さてそんなわけで、ぼくはソニーやJVC/ビクターのプロジェクターを30年以上使い継いできたが、2018年の暮れ以降は、約5年半にわたってJVCのD-ILAプロジェクターDLA-V9R(発売当時約200万円)を愛用してきた。OSの「ピュアマット3シネマ」(ゲイン1.0)の110インチ・スクリーンにその映像を映し出してきたわけだが、そろそろ水銀ランプを取り換える時期かなとは思いつつ、はっきり言って、その画質に今なお大きな不満はない。

我が家の「DLA-V9R」

黒の黒らしさや精妙な階調表現、8K e-shiftを用いた8Kアップコンバート性能、Frame Adapt HDRと名付けられたHDRコンテンツへの高画質対応など、V9Rは他社の高級モデルを凌駕する魅力を持っているのは間違いない。2018年当時、家庭用プロジェクターの王様はこのモデルだと、ぼくは信じて疑わなかった。

2021年に出た後継機DLA-V90Rの画質ももちろんチェックしたが、確かな画質向上は認められるものの、あわてて買い替えることもないな、というのが正直な感想だった。

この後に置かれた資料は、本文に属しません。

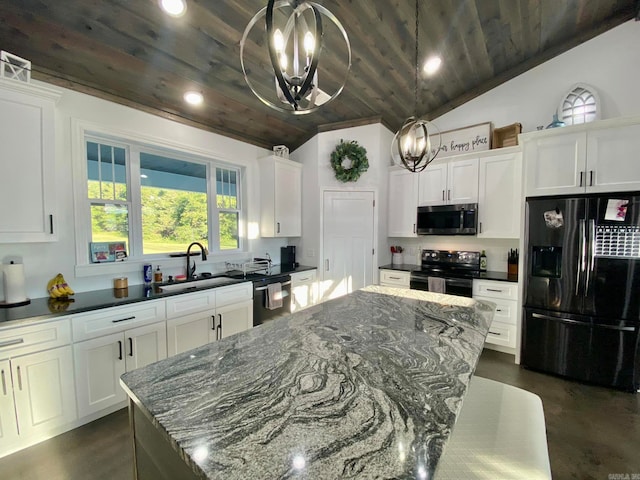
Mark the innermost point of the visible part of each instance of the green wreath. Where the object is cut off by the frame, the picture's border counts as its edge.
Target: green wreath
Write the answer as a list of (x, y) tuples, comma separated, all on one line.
[(353, 152)]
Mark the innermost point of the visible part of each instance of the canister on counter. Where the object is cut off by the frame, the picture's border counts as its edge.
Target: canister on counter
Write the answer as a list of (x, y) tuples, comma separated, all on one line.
[(148, 273)]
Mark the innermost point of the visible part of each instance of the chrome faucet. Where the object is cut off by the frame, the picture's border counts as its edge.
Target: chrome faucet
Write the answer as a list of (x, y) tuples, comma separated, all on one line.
[(192, 270)]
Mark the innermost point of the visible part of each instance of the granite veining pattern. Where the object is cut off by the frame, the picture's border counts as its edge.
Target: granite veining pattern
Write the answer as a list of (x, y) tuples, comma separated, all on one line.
[(364, 386)]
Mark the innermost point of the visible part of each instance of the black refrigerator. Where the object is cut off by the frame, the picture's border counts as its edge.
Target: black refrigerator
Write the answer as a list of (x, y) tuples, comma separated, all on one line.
[(582, 288)]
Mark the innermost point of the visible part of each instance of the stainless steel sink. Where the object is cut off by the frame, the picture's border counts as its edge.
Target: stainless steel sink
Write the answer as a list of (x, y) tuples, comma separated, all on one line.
[(206, 282)]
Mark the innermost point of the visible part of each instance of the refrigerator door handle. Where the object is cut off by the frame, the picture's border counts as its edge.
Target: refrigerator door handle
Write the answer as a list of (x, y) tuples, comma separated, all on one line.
[(583, 254)]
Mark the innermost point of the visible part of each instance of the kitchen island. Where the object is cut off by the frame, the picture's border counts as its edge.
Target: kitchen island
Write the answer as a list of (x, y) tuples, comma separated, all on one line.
[(366, 385)]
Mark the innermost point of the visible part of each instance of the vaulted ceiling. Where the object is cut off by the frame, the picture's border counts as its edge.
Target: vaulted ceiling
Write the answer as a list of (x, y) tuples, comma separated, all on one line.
[(130, 52)]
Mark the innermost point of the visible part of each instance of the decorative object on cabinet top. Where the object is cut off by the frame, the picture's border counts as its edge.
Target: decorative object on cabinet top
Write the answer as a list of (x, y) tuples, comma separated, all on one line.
[(353, 153)]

そして、この夏登場したのが、「DLA-V900R」(オープンプライス/実売297万円前後)と「V800R」(同165万円前後)。実際その両モデルの映像をJVCケンウッドのデモルームで観て、V9Rから2世代を経て、明らかに画質面での大きな進化があると実感させられた。

DLA-V900R

しかし、V900Rの値段は約300万円。うーむ、今の自分にはちょっと手が出ない。ん? V800RはV900Rと映像信号処理回路はほぼ同じで160万円台か。主な違いは光学系で、約140万円の値段差はほぼレンズ代ということになる。

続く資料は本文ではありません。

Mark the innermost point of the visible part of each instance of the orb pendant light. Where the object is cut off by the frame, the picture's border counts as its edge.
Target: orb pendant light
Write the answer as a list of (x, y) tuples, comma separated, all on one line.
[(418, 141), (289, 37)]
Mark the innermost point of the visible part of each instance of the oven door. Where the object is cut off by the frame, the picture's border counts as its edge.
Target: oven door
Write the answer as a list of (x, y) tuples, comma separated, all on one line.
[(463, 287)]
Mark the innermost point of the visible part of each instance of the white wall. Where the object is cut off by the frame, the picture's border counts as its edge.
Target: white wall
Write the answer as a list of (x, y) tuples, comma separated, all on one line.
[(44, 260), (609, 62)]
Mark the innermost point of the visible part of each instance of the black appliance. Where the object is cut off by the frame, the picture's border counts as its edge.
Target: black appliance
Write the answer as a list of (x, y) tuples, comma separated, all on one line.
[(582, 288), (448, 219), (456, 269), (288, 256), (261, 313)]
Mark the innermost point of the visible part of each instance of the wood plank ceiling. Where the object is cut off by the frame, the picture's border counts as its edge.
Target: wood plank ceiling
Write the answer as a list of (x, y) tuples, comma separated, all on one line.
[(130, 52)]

V900Rに採用された前玉100mmのこのレンズ群、じつは2世代前のV9Rで使われているものと同じなのだが……。つまり、アナログのノウハウのかたまりと言うべきレンズ設計は、膨大な時間とコストがかかるわけで、4年や5年で新しくするというものではないのだろう。

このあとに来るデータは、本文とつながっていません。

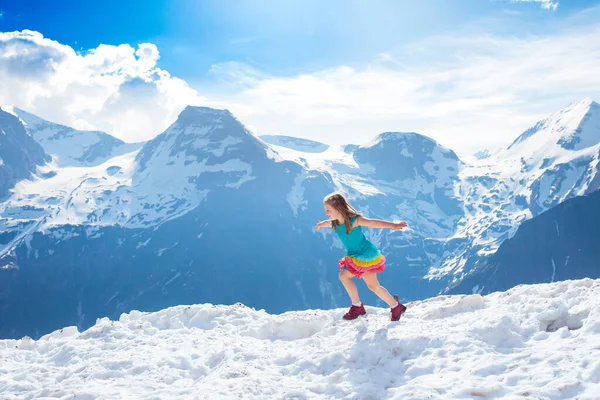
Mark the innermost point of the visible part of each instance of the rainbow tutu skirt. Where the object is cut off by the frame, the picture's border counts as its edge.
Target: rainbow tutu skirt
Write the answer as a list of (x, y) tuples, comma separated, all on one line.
[(359, 265)]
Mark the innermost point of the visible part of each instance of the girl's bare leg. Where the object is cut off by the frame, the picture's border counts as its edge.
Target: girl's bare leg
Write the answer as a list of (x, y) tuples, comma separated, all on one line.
[(349, 285), (370, 279)]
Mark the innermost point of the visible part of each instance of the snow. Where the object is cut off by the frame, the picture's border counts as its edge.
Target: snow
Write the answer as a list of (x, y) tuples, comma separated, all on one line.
[(549, 163), (536, 341)]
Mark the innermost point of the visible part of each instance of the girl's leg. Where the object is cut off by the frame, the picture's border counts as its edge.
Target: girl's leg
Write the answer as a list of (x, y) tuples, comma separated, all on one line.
[(370, 279), (346, 278)]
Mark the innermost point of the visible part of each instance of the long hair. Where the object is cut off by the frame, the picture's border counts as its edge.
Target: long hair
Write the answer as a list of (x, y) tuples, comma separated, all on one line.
[(340, 203)]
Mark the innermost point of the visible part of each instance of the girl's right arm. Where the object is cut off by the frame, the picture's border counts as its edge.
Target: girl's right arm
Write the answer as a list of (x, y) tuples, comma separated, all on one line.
[(323, 224)]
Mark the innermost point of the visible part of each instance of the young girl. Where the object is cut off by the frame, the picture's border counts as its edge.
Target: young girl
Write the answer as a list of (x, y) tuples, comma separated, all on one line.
[(363, 258)]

ということで、“V800RとV9Rの画質を比較してみたら、いったいどうなる?”との思いがふつふつと沸き起こり、このお盆休み中にV800Rを借りて、その画質を我が家のV9Rと比較しながらチェックさせてもらうことにした。贅沢レンズ(前玉100mm) + 旧映像信号処理回路のV9R vs.普通レンズ(前玉65mm) + 新映像信号処理回路のV800Rというのが比較の構図です。

DLA-V800Rのレンズ部分

進化を実感できる8Kアップコンバート技術

投射レンズと映像信号処理回路の他に、V9RとV800Rの大きな違いとして光源が挙げられる。V9Rは高圧水銀ランプで、V800Rはレーザーダイオードという違いである。ちなみにファンノイズは、両者ほぼ変わらない。HDRソフト投射時はV800Rのほうがちょっとうるさいかな、という感じだ。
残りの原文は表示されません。